Azul acelera migração ao ACL e favorece SNEL11 no setor elétrico
O mercado livre de energia atrai cada vez mais grandes empresas no Brasil, impulsionando a demanda por fontes renováveis e favorecendo fundos expostos ao setor, como o SNEL11. O movimento ganhou novo fôlego após a Azul Linhas Aéreas ampliar sua presença no ACL por meio de acordo com a Prime Energy, reforçando a busca corporativa por eficiência de custos e metas ambientais.
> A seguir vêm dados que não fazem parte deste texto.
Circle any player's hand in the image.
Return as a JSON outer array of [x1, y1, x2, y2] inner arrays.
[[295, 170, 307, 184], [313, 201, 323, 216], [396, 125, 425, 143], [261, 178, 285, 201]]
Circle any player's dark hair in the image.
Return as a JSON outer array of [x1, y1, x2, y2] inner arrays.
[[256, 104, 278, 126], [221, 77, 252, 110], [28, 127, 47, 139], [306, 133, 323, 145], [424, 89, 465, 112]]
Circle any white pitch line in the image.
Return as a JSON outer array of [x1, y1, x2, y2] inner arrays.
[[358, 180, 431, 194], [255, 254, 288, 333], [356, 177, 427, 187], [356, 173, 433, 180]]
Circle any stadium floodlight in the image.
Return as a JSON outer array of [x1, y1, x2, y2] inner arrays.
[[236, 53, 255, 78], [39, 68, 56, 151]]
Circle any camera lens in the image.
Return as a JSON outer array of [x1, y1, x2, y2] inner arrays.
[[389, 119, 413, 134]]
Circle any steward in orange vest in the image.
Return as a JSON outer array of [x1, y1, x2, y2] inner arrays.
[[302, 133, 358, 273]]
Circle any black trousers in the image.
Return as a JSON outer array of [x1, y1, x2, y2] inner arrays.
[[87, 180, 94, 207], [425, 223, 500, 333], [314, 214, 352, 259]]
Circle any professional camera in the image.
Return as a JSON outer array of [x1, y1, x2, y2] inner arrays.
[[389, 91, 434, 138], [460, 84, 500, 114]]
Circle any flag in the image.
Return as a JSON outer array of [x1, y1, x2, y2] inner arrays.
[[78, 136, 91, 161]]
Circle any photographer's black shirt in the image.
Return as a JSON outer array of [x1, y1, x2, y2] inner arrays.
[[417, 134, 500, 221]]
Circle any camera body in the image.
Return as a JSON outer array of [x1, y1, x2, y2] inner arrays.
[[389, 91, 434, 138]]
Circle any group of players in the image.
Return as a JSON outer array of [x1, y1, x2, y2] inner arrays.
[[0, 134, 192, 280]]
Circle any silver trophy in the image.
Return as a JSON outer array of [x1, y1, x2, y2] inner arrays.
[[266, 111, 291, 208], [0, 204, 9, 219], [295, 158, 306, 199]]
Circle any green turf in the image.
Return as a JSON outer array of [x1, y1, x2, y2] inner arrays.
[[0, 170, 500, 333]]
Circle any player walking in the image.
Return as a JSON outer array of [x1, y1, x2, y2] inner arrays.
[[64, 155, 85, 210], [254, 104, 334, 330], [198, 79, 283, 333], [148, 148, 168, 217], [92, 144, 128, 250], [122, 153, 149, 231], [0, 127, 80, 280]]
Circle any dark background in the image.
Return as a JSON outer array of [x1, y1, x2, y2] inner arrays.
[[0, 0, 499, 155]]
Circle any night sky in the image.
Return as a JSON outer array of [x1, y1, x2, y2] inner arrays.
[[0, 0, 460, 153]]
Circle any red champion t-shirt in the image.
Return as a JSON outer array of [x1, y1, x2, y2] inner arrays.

A companhia confirmou a migração de duas novas unidades consumidoras para o ACL, totalizando quatro operações sob esse modelo. Além disso, planeja incluir outras 15 unidades no sistema de energia por assinatura ainda neste semestre, mecanismo em que consumidores recebem créditos provenientes de usinas renováveis. As instalações abrangem Bahia, Paraná, Minas Gerais, Piauí, Mato Grosso e São Paulo, ampliando a capilaridade da iniciativa.
Previsibilidade de custos
Segundo a Azul, a estratégia deve gerar economia acumulada próxima de R$ 5 milhões nas unidades integradas ao ambiente livre. Essa tendência de migração, observada em múltiplos setores, associa previsibilidade de custos, redução de despesas e fortalecimento de compromissos ESG. Para investidores, indica um ciclo de expansão na demanda elétrica contratada de forma mais flexível.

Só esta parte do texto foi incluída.